Une certitude en revanche : le freinage arrière s’effectuait en sortie du différentiel.

LA CARROSSERIE DE LA 1500

Les côtes montrent que l’ensemble était de petite taille et la largeur n’excédait pas 45 cm, encore s’agit-il de la largeur maximale calculée à la hauteur de l(habitacle, à un endroit où s’exerce le débattement des codes du pilote !

Vu de dessus, cet étroit cigare d’acier ressemblait en tout point à la carrosserie de la 5 L.
Innovation sur cette voiture : un appui-tête réglable avait été monté.

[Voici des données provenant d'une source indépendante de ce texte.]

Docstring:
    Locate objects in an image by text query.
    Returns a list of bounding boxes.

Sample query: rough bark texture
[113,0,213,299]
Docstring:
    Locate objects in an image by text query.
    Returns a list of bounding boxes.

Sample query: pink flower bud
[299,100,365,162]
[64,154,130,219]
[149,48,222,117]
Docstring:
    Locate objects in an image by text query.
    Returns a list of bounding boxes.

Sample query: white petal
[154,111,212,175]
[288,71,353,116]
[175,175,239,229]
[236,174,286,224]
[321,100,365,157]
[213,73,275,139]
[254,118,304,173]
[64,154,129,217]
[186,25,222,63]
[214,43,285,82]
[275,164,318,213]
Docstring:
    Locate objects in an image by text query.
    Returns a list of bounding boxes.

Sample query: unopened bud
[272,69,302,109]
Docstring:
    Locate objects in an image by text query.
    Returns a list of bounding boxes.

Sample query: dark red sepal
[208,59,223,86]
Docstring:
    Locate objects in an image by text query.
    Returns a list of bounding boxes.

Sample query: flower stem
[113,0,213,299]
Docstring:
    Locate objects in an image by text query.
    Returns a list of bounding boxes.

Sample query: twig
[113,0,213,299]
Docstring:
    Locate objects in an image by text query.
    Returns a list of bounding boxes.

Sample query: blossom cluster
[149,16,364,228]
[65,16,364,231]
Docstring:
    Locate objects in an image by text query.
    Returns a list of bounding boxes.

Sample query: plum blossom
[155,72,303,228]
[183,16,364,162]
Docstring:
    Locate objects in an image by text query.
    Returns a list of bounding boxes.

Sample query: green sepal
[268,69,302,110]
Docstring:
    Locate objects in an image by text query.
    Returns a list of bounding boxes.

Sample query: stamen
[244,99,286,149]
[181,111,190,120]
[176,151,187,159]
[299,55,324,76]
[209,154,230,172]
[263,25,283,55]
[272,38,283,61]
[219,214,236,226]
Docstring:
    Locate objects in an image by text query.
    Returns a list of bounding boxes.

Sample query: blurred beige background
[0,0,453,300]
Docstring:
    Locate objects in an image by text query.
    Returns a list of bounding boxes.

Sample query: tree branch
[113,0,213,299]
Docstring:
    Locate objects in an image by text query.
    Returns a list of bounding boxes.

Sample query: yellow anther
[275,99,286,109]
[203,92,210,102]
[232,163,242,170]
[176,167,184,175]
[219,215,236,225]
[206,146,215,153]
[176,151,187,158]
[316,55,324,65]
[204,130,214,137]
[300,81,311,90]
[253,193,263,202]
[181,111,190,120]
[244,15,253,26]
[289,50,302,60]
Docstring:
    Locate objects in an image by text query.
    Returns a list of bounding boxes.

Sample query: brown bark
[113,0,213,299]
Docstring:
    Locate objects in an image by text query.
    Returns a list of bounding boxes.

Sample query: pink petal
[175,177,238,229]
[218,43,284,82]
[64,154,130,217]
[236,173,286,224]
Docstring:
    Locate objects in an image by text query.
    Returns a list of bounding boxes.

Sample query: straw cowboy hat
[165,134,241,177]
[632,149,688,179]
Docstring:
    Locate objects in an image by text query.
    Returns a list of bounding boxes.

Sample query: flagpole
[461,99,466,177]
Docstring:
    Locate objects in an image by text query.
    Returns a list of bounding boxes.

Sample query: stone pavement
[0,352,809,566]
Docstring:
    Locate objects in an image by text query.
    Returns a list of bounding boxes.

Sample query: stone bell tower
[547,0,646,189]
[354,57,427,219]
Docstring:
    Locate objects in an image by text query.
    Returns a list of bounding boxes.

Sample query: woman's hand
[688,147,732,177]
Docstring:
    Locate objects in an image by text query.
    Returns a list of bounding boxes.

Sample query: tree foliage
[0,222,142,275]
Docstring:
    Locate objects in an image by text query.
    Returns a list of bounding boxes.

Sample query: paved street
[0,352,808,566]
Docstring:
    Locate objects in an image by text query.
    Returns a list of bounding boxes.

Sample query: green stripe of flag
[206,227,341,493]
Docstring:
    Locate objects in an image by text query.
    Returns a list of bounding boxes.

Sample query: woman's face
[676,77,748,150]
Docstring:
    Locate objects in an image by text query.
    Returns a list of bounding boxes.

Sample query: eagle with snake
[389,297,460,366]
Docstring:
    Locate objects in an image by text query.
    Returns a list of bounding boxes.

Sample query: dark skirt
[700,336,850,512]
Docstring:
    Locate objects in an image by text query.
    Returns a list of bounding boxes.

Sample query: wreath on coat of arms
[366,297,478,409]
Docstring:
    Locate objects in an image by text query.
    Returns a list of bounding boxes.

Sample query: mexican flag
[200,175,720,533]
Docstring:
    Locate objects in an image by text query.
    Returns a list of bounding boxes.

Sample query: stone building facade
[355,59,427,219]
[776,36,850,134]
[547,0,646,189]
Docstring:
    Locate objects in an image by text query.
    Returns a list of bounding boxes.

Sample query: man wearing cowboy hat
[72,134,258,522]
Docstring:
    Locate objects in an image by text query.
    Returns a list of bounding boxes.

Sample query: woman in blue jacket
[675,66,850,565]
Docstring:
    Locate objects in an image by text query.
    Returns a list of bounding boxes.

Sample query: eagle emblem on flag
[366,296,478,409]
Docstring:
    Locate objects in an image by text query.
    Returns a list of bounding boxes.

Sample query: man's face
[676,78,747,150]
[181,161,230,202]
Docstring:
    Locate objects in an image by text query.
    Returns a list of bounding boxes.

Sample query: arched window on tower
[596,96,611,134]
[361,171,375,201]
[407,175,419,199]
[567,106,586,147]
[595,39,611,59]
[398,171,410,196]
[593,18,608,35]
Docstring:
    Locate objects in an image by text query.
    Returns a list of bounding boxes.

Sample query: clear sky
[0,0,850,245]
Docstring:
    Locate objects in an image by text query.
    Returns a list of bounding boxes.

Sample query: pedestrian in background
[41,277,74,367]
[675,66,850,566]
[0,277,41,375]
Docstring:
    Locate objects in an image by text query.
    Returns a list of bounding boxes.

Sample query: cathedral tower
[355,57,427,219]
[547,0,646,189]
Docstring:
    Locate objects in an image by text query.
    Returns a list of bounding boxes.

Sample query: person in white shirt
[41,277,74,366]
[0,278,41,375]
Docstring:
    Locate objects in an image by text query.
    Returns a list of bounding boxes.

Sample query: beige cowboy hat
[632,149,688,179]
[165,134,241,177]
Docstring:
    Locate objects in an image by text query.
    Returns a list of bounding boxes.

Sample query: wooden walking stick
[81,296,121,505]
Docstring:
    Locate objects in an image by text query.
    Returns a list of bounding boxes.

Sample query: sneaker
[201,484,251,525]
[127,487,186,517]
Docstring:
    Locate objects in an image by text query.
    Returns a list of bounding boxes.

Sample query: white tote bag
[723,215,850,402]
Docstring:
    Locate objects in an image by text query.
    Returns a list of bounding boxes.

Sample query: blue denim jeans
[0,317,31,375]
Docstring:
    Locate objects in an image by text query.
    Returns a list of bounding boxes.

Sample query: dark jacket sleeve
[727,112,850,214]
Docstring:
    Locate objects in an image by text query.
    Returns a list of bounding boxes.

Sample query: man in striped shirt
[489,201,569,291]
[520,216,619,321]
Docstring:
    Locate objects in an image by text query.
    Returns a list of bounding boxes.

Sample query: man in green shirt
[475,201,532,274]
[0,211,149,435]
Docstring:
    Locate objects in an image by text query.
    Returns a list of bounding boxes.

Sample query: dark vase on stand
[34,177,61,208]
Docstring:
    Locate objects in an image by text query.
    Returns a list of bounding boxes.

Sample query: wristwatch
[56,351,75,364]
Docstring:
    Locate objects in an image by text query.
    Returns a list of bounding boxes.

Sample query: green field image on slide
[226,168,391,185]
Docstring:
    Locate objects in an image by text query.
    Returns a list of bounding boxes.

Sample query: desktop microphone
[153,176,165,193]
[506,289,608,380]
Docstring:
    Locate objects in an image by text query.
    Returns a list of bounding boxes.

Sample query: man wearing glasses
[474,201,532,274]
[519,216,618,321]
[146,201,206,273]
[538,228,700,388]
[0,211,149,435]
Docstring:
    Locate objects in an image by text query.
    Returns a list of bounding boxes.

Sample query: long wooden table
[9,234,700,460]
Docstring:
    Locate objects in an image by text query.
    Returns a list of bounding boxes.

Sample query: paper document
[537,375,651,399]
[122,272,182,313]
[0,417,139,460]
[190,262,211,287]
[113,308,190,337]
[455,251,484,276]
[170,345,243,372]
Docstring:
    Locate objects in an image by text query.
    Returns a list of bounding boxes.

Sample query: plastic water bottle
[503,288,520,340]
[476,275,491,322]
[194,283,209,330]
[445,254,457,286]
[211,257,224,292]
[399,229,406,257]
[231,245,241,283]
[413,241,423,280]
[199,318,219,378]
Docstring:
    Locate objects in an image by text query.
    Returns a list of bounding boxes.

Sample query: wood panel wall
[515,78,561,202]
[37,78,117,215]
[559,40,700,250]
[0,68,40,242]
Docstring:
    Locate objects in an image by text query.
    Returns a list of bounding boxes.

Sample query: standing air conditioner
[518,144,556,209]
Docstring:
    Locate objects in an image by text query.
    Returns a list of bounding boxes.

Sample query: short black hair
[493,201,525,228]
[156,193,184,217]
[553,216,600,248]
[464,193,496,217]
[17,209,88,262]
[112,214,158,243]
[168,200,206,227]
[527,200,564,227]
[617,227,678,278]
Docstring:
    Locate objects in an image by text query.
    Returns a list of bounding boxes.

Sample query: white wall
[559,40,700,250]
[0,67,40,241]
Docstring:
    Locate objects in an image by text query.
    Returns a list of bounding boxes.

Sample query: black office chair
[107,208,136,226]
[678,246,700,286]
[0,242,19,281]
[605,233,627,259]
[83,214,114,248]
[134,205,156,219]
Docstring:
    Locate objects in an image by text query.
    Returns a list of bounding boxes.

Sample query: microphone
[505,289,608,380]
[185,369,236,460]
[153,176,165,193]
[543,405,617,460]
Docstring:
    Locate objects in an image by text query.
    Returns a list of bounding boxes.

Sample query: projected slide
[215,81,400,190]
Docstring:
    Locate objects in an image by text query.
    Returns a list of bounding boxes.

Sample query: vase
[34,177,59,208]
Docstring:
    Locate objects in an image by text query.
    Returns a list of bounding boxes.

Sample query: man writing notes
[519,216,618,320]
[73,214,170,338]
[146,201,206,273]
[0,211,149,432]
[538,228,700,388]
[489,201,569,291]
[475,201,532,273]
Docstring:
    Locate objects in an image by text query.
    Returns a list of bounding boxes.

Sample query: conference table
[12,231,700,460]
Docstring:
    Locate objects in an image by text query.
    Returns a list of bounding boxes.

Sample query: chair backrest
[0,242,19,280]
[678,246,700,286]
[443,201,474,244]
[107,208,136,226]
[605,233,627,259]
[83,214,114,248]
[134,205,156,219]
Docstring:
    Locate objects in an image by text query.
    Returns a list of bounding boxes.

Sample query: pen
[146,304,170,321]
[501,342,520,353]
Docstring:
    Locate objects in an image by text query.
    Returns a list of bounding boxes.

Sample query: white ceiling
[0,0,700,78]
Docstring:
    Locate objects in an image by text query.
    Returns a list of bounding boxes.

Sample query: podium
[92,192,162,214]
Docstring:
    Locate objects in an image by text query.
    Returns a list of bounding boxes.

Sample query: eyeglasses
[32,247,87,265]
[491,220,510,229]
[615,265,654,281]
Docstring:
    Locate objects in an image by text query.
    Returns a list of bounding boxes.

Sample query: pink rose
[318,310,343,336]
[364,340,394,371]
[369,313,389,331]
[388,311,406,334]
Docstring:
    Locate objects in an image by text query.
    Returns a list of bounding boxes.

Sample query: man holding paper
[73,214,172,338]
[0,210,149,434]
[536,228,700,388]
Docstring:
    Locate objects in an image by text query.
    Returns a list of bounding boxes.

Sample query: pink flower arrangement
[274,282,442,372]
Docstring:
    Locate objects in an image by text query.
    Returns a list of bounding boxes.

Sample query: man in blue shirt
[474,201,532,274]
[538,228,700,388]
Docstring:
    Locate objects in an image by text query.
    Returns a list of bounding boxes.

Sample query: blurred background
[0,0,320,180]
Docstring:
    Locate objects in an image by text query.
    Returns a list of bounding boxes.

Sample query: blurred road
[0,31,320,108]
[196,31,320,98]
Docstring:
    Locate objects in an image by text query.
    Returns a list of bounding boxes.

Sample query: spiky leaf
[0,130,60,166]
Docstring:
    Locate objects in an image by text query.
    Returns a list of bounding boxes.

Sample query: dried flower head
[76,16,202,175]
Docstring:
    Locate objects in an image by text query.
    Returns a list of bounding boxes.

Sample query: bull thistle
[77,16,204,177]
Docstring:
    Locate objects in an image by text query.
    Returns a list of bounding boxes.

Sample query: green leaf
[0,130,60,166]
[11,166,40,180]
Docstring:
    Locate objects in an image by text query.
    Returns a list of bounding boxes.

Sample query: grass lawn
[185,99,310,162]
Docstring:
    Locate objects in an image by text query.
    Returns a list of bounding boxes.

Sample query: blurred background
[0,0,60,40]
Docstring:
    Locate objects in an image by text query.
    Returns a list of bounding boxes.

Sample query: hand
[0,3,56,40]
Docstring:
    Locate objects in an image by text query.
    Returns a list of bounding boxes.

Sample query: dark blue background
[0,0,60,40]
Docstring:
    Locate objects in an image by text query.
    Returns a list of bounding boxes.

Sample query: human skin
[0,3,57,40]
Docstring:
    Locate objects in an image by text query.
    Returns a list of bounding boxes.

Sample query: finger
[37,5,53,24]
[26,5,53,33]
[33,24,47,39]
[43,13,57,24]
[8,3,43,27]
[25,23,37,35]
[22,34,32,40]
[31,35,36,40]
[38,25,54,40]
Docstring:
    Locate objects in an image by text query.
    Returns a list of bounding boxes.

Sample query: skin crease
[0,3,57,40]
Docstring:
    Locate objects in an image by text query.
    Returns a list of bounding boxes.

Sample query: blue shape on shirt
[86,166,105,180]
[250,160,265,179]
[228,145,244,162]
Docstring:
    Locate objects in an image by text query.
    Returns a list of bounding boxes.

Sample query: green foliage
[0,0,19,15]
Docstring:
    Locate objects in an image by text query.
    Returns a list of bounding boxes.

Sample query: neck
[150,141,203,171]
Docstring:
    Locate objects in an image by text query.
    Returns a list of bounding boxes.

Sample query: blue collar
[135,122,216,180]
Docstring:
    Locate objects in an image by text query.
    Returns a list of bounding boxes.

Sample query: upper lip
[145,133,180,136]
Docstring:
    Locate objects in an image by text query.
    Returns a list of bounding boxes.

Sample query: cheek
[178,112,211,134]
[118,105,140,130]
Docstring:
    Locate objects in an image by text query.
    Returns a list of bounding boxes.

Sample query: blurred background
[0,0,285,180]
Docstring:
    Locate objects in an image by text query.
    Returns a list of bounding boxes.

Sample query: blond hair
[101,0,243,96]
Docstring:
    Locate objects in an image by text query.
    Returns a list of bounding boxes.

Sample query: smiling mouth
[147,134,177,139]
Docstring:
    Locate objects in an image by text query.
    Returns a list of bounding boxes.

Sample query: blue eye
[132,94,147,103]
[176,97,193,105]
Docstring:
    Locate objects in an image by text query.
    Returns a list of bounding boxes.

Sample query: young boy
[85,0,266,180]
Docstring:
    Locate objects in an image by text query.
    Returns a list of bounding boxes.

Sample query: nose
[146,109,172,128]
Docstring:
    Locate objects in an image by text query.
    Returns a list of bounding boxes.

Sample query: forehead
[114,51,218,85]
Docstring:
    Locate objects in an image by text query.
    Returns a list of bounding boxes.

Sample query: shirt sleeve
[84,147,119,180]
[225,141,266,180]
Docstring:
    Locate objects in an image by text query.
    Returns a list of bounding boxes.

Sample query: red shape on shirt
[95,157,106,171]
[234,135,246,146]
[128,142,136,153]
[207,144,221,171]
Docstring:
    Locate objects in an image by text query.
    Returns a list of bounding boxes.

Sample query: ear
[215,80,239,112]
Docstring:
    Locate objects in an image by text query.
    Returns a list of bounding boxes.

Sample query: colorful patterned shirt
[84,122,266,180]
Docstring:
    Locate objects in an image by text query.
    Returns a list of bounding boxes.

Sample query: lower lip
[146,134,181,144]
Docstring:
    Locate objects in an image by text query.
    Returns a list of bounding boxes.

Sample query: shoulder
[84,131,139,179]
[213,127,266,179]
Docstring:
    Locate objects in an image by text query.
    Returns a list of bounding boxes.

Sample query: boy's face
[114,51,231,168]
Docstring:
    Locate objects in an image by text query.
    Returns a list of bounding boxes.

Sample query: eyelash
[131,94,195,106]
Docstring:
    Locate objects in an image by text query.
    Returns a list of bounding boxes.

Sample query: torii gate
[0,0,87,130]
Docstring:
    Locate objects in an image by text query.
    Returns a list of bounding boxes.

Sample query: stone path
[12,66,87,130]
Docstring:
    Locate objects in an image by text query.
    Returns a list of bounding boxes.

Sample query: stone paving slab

Il a fallu d’ailleurs l’enlever pour que le conducteur puisse accéder aux commandes.
Celui-ci installé, un écrou de réglage permettait de bien caler le … tout !

DANS LES OUBLIETTES

Si cette voiture ne devait jamais connaître les honneurs du palmarès, elle eût quand même le mérite de survivre.

Hélas, après un voyage malheureux en Angleterre et malgré toute la résolution, l’acharnement de Ortmans bien décidé, lui, à poursuivre la mise au point, la firme décida d’arrêter les expériences des « Spéciales ».

La 1500 fut exposée au Salon de Paris 1926 et disparue un an plus tard.

Seul son moteur 4 cylindres aurait survécu au moins jusqu’en 1955 !

Charly RAMPAL (Documents et photos : Archives Panhard et Levassor)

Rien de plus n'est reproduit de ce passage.